I recently met Kevin while attending the Washington Area finals of the Network For Teaching Entrepreneurship. Kevin was there to judge our business plan competition. He has gone into several classrooms in the D.C. area to tell at-risk kids his story. In the process of doing so, he's uncovered a gem: helping kids like himself heals his soul.
Kevin with Dagim Girma, Founder and CEO of the Audible, NFTE DC Region Business Plan Winner 2013.
SM: Please tell me a little bit about yourself?
I'm the founder, 100 percent shareholder and CEO of Centuria. Centuria is a government services provider. Our services range from managing the nation's weather radar towers and the data they generate, to building and managing the systems that track the nation's natural resources. When you check the weather forecast, or visit a national park you're benefiting from services we provide. From 2008 to 2012 Centuria grew from less than 3 million in annualized revenue to over 29 million, providing us three consecutive years on the Inc. 500 list of fastest growing private companies. But, that's the boring stuff.
SM: OK, so what the interesting stuff?
I'm a survivor of abuse. My childhood was one tortuous event after another at the hands of a family member who suffered from crippling depression. My childhood was a roller coaster of physical and emotional uncertainty and I rarely knew what to expect next. One minute the house was full of laughter, the next my head was being smashed into a counter top corner requiring a lie to the doctor and 20+ stiches across the bridge of my nose. When I was old enough to stop the beatings, I was left almost entirely alone. With very few exceptions from 12 to 18 I had no guidance and no love. All I received was hatred and disgust and a constant reminder that I was garbage. It was no surprise by 18 I was using drugs to dull the pain, had a long list of police charges, felons for friends and I'd been kicked out of school.
Kevin talking to the class at Cesar Chavez
SM: So what turned it around?
A fantastic judge gave me a chance. All of my charges came to a head on the same day in court. I told my attorney if I was not sent to jail, I would join the Marine Corps. The judge brought me up to the bench and told me the Navy had saved his life. He gave me one chance, and I took it. I found my pain useful on Parris Island to get through basic training. It was a nuclear power plant I could tap into to find strength when I had nothing left to give. I began to realize I had something of tremendous value. Twelve weeks later, when I earned the title Marine I felt pride for the first time in my life. I knew instantly that pride was more addictive than any drug I'd tried. That pride has never left me. I was stationed at Marine Corps Headquarters in DC after training. I noticed the computer guys were making good money when they left the service, so I taught myself how to program. I automated my job by working evenings and weekends. In exchange, I received a Navy Achievement Medal and the freedom to learn more. After four years I was qualified enough to pick up a GS 7 - GS 13 "ladder" position at the Department of Health and Human Services. Between DHHS and the education dollars provided by the Marine Corps I attended college at almost no cost and obtained several technical certifications.
SM: How did you get from federal employee to business owner?

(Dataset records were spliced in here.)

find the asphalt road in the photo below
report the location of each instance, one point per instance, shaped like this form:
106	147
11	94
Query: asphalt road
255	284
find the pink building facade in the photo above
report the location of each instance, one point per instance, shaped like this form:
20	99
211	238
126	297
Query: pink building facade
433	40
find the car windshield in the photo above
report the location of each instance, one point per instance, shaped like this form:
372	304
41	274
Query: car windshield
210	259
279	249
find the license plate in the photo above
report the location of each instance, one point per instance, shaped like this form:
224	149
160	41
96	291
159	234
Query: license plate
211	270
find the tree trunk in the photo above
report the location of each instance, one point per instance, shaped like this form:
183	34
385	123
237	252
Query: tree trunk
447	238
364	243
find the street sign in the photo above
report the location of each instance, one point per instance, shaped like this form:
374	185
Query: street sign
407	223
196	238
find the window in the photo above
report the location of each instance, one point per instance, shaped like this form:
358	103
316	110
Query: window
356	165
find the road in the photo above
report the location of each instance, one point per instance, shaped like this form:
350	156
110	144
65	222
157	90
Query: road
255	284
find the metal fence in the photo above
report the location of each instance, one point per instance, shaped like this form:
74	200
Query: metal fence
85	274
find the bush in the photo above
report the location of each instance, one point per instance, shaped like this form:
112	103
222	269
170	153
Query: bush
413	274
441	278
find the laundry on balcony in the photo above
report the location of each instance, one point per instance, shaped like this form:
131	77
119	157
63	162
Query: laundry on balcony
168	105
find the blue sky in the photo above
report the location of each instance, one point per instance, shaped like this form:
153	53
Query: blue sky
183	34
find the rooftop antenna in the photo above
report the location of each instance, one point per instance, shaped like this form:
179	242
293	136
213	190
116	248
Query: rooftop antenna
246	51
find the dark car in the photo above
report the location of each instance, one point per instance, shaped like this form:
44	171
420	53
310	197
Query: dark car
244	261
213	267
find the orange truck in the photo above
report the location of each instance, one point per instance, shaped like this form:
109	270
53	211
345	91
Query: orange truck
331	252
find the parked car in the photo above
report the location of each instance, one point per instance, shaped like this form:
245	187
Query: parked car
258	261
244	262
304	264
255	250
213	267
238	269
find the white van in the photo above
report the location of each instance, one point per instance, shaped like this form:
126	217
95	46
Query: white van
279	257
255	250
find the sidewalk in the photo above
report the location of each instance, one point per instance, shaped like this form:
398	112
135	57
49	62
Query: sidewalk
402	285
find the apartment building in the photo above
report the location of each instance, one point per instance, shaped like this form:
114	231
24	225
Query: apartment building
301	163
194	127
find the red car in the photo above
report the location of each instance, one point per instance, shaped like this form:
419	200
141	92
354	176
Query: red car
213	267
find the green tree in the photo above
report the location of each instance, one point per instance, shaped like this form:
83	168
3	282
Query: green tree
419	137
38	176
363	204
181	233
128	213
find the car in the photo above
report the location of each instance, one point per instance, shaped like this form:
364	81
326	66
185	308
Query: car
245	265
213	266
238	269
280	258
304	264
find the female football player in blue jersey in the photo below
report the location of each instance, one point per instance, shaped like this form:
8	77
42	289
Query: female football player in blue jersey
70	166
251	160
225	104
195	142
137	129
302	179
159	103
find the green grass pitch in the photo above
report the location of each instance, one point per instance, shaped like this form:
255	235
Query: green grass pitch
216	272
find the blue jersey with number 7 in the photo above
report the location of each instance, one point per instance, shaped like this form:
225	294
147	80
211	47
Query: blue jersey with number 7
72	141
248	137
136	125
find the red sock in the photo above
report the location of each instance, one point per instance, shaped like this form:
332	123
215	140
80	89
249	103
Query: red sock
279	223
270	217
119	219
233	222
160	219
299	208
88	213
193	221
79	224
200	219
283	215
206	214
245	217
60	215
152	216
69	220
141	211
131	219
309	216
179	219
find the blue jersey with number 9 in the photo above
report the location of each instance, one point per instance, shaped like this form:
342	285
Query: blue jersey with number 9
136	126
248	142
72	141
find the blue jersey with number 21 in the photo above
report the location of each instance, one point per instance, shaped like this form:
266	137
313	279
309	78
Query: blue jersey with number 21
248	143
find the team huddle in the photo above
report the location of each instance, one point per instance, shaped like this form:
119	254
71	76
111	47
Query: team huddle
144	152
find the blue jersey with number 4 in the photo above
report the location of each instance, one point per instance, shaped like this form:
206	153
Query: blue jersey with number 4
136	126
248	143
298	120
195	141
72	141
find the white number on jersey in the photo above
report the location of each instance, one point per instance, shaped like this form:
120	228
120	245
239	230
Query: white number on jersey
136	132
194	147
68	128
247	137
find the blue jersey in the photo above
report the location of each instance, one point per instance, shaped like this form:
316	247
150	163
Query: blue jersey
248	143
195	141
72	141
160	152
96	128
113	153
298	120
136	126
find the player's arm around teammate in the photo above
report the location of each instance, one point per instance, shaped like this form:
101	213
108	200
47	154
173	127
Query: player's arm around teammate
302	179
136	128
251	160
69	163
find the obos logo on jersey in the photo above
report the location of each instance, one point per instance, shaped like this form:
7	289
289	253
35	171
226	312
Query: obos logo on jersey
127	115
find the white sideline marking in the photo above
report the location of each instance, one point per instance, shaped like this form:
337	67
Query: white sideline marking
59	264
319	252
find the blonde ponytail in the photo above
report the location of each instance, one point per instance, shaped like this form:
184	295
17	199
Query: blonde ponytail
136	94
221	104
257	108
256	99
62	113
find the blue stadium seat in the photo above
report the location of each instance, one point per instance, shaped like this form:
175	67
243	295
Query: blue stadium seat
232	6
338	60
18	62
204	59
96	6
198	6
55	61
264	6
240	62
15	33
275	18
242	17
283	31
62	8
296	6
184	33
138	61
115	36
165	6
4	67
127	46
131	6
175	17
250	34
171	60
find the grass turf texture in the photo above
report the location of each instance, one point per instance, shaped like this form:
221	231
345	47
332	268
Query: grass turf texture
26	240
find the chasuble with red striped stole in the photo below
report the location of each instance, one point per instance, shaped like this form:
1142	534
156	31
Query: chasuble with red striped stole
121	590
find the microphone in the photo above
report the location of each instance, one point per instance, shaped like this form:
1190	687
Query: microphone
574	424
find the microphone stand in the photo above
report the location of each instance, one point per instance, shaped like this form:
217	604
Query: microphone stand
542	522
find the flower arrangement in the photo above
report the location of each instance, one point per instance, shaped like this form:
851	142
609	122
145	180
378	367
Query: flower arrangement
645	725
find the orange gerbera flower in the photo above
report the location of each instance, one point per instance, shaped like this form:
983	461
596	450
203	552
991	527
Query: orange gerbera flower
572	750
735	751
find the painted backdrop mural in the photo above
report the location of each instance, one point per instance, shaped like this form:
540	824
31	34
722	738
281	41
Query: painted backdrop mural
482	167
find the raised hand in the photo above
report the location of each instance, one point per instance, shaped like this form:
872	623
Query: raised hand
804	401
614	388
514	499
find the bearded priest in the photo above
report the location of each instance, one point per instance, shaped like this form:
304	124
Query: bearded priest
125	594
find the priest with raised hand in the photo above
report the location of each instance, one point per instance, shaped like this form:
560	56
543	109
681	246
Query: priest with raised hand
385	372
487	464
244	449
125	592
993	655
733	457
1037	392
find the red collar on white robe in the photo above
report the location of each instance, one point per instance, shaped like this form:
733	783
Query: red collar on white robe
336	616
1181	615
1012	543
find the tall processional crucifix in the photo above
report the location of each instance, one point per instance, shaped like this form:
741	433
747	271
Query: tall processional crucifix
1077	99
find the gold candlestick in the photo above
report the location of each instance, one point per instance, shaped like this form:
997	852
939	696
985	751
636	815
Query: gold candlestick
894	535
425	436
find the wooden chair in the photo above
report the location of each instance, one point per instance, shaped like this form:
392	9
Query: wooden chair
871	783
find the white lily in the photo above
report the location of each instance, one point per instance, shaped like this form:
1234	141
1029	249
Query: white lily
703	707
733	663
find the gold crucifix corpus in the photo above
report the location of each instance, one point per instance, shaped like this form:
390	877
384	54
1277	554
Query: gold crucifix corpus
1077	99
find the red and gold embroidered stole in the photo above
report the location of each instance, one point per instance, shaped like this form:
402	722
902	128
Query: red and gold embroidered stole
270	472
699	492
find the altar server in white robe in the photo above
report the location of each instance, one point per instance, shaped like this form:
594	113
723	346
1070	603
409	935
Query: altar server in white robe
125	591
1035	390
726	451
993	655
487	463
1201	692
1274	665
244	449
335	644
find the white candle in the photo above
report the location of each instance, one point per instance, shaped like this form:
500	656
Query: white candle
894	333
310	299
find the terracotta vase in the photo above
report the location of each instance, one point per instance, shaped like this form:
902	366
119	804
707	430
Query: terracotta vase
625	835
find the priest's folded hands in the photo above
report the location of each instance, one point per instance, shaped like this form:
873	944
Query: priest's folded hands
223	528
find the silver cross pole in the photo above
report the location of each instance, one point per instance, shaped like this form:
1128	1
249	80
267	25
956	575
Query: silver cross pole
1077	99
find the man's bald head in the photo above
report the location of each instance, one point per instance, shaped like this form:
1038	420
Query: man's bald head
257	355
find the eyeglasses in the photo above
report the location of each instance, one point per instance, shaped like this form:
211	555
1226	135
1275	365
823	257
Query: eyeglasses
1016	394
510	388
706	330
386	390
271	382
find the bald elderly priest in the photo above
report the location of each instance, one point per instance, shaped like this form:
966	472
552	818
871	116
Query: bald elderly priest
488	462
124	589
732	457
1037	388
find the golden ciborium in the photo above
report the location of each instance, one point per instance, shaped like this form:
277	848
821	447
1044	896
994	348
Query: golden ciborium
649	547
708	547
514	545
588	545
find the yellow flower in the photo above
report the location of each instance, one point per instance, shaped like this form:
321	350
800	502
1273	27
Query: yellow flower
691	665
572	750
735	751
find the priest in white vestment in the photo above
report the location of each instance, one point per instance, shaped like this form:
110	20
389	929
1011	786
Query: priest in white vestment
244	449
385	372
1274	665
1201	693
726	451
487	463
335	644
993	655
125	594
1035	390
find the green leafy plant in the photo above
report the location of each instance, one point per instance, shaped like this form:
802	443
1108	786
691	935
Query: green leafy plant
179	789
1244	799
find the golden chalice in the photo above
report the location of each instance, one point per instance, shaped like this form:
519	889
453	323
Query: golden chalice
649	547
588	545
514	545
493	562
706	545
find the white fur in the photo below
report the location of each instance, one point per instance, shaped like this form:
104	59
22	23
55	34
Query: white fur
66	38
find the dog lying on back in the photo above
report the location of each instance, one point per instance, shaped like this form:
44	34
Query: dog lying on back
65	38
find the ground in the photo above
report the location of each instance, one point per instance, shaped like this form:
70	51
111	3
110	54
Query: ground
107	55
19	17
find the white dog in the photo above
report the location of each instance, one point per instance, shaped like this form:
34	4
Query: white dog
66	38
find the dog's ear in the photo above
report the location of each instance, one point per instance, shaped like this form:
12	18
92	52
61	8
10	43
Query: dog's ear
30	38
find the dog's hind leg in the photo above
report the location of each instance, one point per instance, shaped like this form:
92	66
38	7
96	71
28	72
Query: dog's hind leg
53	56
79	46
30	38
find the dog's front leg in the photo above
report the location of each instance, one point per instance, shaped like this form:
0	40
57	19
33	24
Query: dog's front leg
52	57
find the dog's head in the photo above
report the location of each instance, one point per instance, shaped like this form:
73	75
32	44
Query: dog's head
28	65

In 1996 my wife and I had our second child on the way, and I didn't want that child growing up in daycare. So I found a consulting job that doubled my pay, allowing my wife to stay home. It didn't take long to realize the company I was working for was making as much money on my work as I was. So I founded Synapse and placed myself as a consultant. In doing so, I doubled my pay for the second time in 12 months. Less than a year later I had enough consultants billing that I was able to focus on building the business. I've been self-employed ever since. Synapse ultimately failed in 2001. The dot com bomb crushed my consulting business and I panicked my way into a cash-intensive business model I did not fully understand. I founded Centuria in 2002. Centuria struggled for several years. It was a lot harder to build the foundation after the dot com collapse. But after four difficult years, Centuria finally took off in spectacular fashion.
Kevin at the Centuria offices.
SM: How does NFTE help you heal?
I went into the first classroom comprised mostly of seniors in April. I introduced myself and my company and then I asked the seniors to raise their hands. I told the seniors they were all far ahead of where I was at their age, as I'd already been kicked out of school for two months by April of my senior year. I asked them -- so why can't you be me in 20 years? They were hooked. I told them my story, in all of its unflattering glory, I told them how I felt, I told them how much it hurt. And then I told them how valuable all that pain can be, how to use it to succeed instead of fail. When I was done one young man raised his hand and said, "That's my story, and I've never heard of anyone like us getting anywhere in life." He floored me. I spent the rest of my time in that classroom just trying to keep my composure. Touching that one young man gave my personal pain value, tremendous value. It stopped being about me and how I can overcome it, and it started being about how many kids can I help turn the light bulb on for with it. I got a note from that young man's teacher two months later. After doing no work, at all, in her class prior to meeting me, he made up all the work, was holding an A and received second place in the business plan competition. All that kid needed was some hope, and I gave it to him. How many hundreds, how many thousands more like him are out there? My biggest question now is -- how many can I reach?